Taking the High Road

With her new album, Kesha makes a welcome return to party-girl form

- A.D. AMOROSI

In this, the moment of proper justice that is #Metoo and #Timesup, it is hard considerin­g Kesha — in her past, the walking embodiment of a cross between a beer bong and a disco ball — without thinking about the headlines, heartache and hassles she went through for the better part of the last decade.

Then again, since 2014, and the start of her suit against producer and label head Lukasz (Dr. Luke) Gottwald for alleged sexual assault, abuse and battery, it’s been hard to hear Kesha, period.

After appealing for freedom from her recording contract, the courts rejected requests to terminate her Kemosabe/sony label deal. Kesha couldn’t sing for her so-called abuser, but she couldn’t leave.

There was no longer joy to being the woman with the $ in her name, or party-balling pride in being the girl who brushed her teeth with Jack Daniels.

She was frozen, as if the all of the fun, frolic and rough dancepop vibes had been yanked out of her.

When she finally did record, on Kemosabe in 2017, Kesha dropped an album, Rainbow, that not only played upon musical themes of freedom — sounds she claimed Dr. Luke would never allow such as husky rock, country and gospel-inspired melodies — but abuse, trauma and its after-effects.

If Rainbow, then, was the tremulous tone of Kesha in a funky fugue state, her newly released High Road is the sound of reclamatio­n and abandon, of finding her form and shedding old skin, of locating exactly where the party’s at in 2020, then tearing apart the dance floor with a pickaxe and a tough, glam-pop-hop roar.

High Road returns Kesha, confidentl­y, to the mix of sleazy glitter-pop, Edm-tinged bangers and swirling balladry of her first two albums but with the benefit of age, experience, genuine relief and some real polish behind her words and melodies.

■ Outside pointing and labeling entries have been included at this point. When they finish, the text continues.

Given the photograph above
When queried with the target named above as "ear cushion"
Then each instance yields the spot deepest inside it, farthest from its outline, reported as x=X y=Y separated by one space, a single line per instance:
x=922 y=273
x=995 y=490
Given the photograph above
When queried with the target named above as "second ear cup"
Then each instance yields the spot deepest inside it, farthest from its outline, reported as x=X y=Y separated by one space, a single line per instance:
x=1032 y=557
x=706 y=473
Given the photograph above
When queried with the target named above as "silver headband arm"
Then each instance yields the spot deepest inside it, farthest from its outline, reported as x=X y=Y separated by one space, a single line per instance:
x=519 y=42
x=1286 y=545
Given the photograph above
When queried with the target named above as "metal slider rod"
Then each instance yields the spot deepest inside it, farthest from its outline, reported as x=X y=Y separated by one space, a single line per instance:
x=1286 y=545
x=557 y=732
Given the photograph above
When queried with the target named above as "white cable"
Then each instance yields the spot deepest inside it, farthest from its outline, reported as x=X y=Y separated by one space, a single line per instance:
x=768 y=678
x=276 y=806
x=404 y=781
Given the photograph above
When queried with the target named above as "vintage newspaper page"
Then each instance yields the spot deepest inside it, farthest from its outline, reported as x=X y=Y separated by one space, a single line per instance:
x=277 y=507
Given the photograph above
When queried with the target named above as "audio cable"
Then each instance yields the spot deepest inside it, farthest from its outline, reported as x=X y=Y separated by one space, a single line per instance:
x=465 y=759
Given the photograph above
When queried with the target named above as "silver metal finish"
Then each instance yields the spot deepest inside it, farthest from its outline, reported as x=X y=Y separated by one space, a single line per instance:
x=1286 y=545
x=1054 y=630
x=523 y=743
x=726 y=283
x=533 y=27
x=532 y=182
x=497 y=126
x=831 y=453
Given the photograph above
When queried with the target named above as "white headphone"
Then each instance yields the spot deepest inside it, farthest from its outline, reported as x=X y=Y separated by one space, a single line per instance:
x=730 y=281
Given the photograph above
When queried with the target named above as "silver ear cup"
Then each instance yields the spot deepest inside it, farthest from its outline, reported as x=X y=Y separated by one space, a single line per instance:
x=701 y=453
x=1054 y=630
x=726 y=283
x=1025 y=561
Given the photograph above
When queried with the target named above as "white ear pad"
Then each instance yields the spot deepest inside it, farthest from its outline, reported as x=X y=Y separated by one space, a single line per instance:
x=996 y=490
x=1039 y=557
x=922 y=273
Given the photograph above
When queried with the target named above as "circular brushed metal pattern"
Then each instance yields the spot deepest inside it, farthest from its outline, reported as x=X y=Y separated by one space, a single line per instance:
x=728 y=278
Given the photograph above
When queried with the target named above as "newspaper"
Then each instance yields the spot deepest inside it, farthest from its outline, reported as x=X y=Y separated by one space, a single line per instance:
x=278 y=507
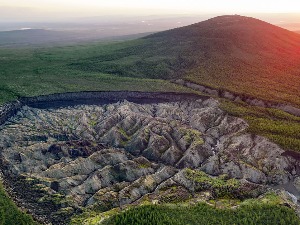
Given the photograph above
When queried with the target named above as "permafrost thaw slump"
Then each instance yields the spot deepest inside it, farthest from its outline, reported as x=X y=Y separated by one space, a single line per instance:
x=61 y=159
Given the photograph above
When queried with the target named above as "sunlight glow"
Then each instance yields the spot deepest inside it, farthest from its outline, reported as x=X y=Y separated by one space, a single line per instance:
x=80 y=8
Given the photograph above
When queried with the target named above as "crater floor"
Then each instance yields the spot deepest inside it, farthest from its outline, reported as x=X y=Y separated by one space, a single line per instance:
x=59 y=161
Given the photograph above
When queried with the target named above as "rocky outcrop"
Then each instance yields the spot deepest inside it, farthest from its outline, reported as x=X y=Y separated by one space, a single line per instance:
x=239 y=97
x=111 y=155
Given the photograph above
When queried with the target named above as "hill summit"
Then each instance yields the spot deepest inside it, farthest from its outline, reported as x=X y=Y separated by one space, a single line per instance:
x=237 y=53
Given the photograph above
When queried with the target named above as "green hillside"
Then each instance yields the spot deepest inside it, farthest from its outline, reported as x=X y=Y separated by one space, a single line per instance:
x=236 y=53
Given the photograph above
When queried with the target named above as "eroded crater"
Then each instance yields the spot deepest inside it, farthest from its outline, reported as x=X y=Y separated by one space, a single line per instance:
x=62 y=159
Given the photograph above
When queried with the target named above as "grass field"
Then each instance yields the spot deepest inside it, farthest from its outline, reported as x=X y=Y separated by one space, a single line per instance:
x=268 y=210
x=139 y=66
x=37 y=71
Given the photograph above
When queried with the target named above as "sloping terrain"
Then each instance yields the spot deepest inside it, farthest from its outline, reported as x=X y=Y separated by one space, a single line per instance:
x=60 y=161
x=235 y=53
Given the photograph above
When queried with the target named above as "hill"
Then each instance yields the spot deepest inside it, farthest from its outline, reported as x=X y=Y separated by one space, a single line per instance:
x=237 y=53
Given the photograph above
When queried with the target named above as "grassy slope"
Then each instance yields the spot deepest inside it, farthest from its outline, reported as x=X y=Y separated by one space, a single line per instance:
x=266 y=210
x=28 y=72
x=280 y=127
x=36 y=71
x=10 y=214
x=239 y=54
x=203 y=214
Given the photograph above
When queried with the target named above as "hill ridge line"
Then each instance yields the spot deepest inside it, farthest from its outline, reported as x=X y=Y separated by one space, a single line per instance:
x=239 y=97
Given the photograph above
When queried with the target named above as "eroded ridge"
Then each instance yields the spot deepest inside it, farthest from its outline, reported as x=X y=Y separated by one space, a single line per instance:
x=116 y=154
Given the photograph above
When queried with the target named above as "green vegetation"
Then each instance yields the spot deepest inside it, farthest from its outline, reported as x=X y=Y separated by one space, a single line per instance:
x=39 y=71
x=250 y=214
x=280 y=127
x=10 y=214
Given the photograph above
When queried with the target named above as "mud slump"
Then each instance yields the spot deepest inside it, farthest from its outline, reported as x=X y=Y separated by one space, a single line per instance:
x=62 y=156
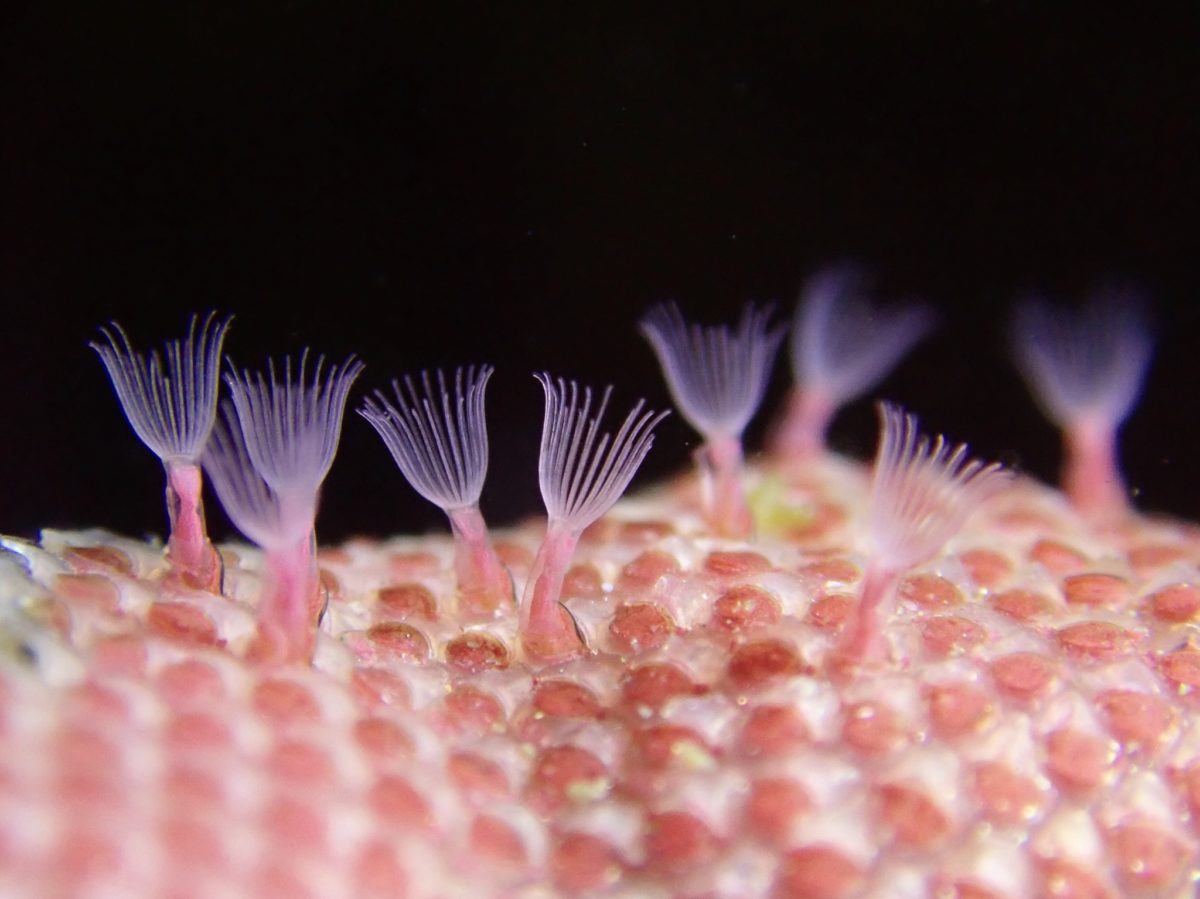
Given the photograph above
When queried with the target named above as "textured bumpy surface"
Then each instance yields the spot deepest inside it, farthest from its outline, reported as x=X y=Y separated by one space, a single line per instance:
x=1035 y=732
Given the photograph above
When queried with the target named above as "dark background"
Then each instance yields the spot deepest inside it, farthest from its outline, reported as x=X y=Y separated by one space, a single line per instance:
x=433 y=186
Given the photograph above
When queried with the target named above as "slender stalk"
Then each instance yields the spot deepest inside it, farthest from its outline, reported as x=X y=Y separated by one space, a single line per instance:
x=725 y=498
x=864 y=639
x=1091 y=475
x=291 y=603
x=195 y=561
x=547 y=630
x=484 y=583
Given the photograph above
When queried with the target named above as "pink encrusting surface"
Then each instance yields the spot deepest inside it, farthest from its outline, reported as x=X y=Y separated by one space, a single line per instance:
x=1032 y=731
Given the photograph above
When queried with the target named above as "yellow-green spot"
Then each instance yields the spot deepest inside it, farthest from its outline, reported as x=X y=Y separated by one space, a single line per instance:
x=772 y=513
x=581 y=791
x=693 y=756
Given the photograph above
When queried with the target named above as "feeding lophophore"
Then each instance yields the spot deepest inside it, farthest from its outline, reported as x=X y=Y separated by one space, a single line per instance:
x=922 y=492
x=172 y=412
x=268 y=457
x=439 y=443
x=717 y=377
x=841 y=346
x=1086 y=370
x=582 y=473
x=921 y=683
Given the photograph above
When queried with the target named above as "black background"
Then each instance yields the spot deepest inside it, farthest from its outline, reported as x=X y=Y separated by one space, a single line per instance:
x=449 y=184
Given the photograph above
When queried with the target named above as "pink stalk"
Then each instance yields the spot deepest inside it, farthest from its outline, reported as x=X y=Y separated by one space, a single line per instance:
x=171 y=408
x=191 y=553
x=582 y=473
x=547 y=629
x=438 y=437
x=1091 y=477
x=268 y=457
x=289 y=604
x=723 y=487
x=1086 y=371
x=922 y=492
x=717 y=377
x=864 y=642
x=841 y=346
x=484 y=583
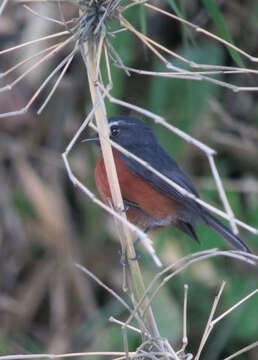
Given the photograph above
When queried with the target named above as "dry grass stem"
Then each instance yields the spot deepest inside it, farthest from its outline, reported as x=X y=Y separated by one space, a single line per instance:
x=242 y=351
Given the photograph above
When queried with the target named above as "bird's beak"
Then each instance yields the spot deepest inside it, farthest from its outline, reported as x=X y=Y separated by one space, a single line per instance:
x=94 y=139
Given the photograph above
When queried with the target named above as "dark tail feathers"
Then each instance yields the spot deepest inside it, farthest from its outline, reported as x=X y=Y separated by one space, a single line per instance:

Starting with the torrid pop of Tonight and the club-rap catcall to feel everything she’s going through, a gravelly sounding Kesha announces that High Road

will be a trashy, furry and emotional trip she’ll have no reason to slow or stop. If you follow the album it’s as if she’s penned a cranked-up diary she’ll more than likely burn after reading.

All the while, her voice, whether rapping, singing or both at once, crackles with drama, swoons with sensual aplomb, and curls from all the snipes she’s planning.

When she hits upon the trap-rapping pop of My Own Dance, Kesha snidely refers to herself as a “tragedy” on top of being a “party girl,” while allowing herself a que-sera-sera moment with lyrics such as “Woke up this morning feeling myself / Hungover as hell like 2012” and the whack-reflective “I get it, that you been through a lot of s--- / But life’s a b---, so come and shake your t--s.”

Kesha continues her funny frankness on the clomping R&B anthem Honey by recalling a ride-or-die proximity and a shoulder-to-cry-on sweetness with the friend who’s the subject of the song before reminding the subject of her newly found scorn that she’s broken “the girl code ... the golden rule.”

Kesha has been through too much to start being forgiving now.

She continues the confession­al with Father Daughter Dance, where she yearns for the childhood she missed out on by not having a dad around, and closes High Road with a shout-out to her grandmom and the spirit of “gypsy blood” that runs through her family in Chasing Thunder. The latter, a stomping, churchy acoustic number ripe with the thrill of psychic victory, is as if her previous album, Rainbow, was given a shot of adrenalin and the empowermen­t of risk. It’s a mighty moment.